Hacker News new | ask | show | jobs
by anderspitman 2396 days ago
One use case where I've put (uri-encoded) JSON in the query string is for parameterizing GET requests with more structured data, since URL encoding is fairly limited and GET requests don't have a body like POSTS.
3 comments

You can probably use extended URL encoding for that, which is supported by at least body-parser [https://npmjs.com/package/body-parser]. Not sure about other PLs.
Can't you just base64 url safe encode it and get the same result? Aren't URl strings limited in their length as well?
As far as I know base64 is not guaranteed to be uri safe, though most of the time you should be fine. However more importantly converting to base64 automatically increases the size by 33%

https://developer.mozilla.org/en-US/docs/Web/API/WindowBase6...

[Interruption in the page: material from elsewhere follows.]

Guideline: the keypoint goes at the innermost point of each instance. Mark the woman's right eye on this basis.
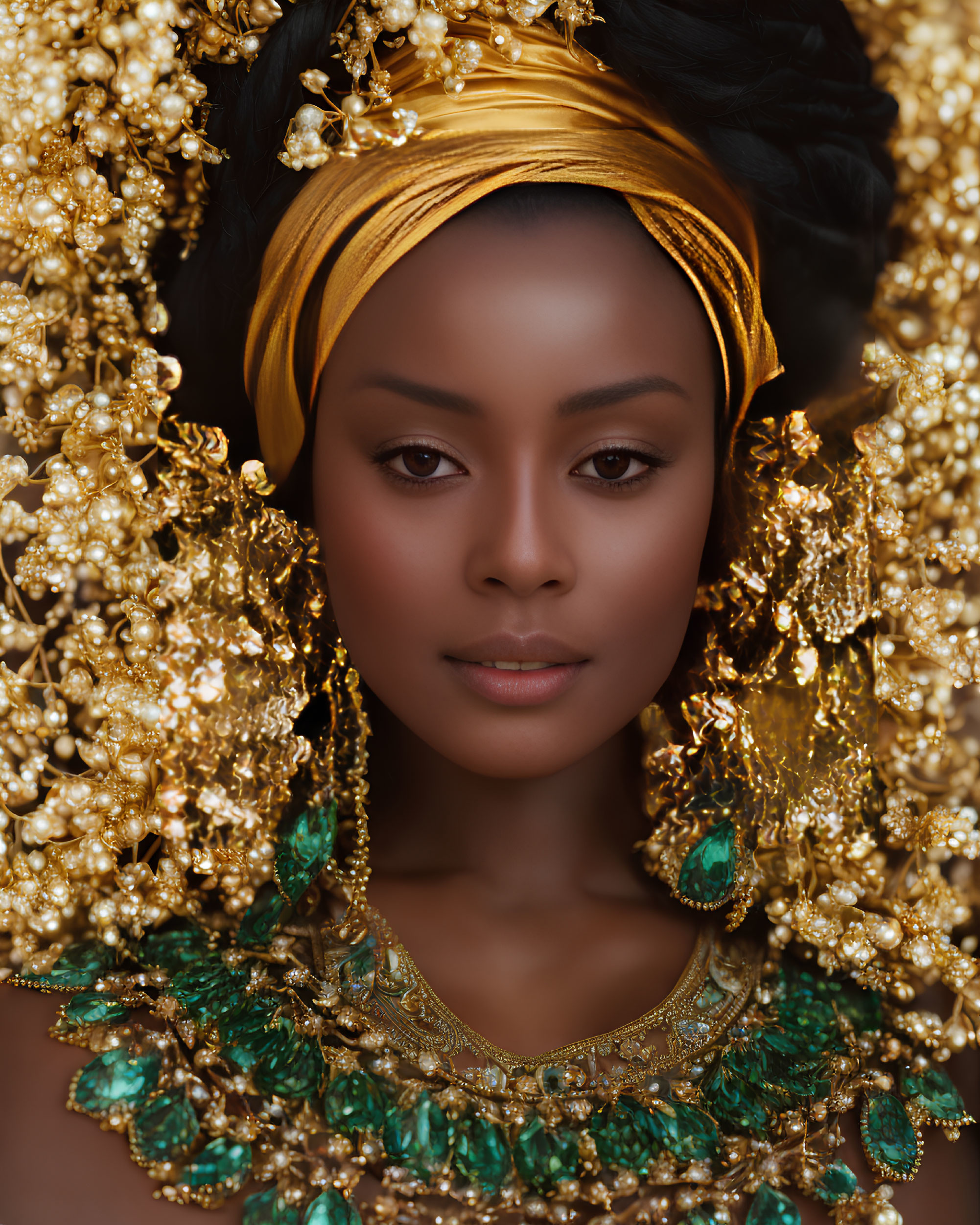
(422, 464)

The parent poster was referring to the "base64url" variant of Base64 which uses `-` and `_` as the two special characters and leaves out the useless padding, making it url safe. (The 33% expansion still applies though)

https://tools.ietf.org/html/rfc4648#page-7

As others mentioned, size is the main concern here, which is also why JSONCrush could be useful. But I'd definitely use POSTs first if possible.
If you don't care about IE and Edge you can fit 8KB-64KB in the URI, otherwise 2K is pretty safe.
It may not apply in your case, but in some cases, you can give a GET request a body - Elasticsearch relies on this.
From what I've seen, many intermediaries do nasty things if you have a body on anything that doesn't 'normally' have one. I've heard a fair amount about GCP's load balancers dropping unexpected bodies, and other tools giving a 5XX.

It is really unfortunate, because there are tons of use cases and zero reason to interfere with these requests.

The justification is also downright ridiculous. The argument is that "GET, DELETE, ... have no defined semantics for bodies". Meanwhile the 'defined semantics' for POST bodies is... whatever the application decides.

I made this exact argument in session last week in the HTTP working group at the IETF while discussing the semantics of DELETE. The working group chair is quite passionate defender of the position that GET should never have a body, and in the end I was outvoted by the room.

I'm slowly coming around to the idea that he might be right. The problem is the (semantic) question of what resource is being discussed. The semantics of GET, HEAD and OPTIONS are that (unless it gets modified) the same resource should always be answered the same way. If the resource that we're asking about is identified by the URL + the body, then those requests (and DELETE) all need a body too. And then there's an open question for PUT and POST about what resource exactly is being modified by the request - although as you say, the semantics are whatever so thats less important.

I think HTTP has a problem in that its hard to express a resource name that is complex. Like, "the records which match this specific elasticsearch query" is a hard thing to pack into a URL. If HTTP was different, I could imagine a second body-like part of each request called the "resource section" with its own Resource-Type: application/json header and so on. But instead we just have a URL, so we end up doing awful hacks like packing JSON into URLs and make them unreadable. The URL is long enough for this sort of thing - implementations have to allow at least 8k of space for them, and can allow more space. But they're hard to read and display, and there's no standard way to pack json in there.

So I wonder it'd be worth having a formal, consistent way to encode stuff like this in the URL. I'm spitballing, but maybe we need a standard way to encode JSON into the URL (base64 or whatever) defined in an RFC. Then if you do that, you can add a "Query-Type: application/json" header that declares that the URL contains JSON encoded in the standard way. Then we could at least have consistency and nice tooling around this. So like, when you're making a request you could just pass JSON into your http library and it'd encode it into the URL automatically in the standard way. And when the URL is being displayed in the dev tools or whatever, it could write out the actual embedded JSON / GraphQL / whatever object that you've packed in there in an easy to read way.

I don't have too big of a probably with avoiding GET bodies. What I do have a problem with is there's no way to POST an application/json body cross-origin without a preflight, which kills latency. So I'm forced to resort to text/plain or similar hacks.
The OPTIONS response should be cached by the browser if the headers are being set correctly in the response. If you want to avoid the latency cost you can proxy the POST request via your own backend, though you can't send authentication credentials from the user's browser to the 3rd party site that way.

Using text/plain only exists as a backwards compatibility thing. I wouldn't be surprised if that stops working at some point, since it breaks the security model.

Won't proxying the request just introduce its own latency? Either way you get two round trips. Is it measurably better?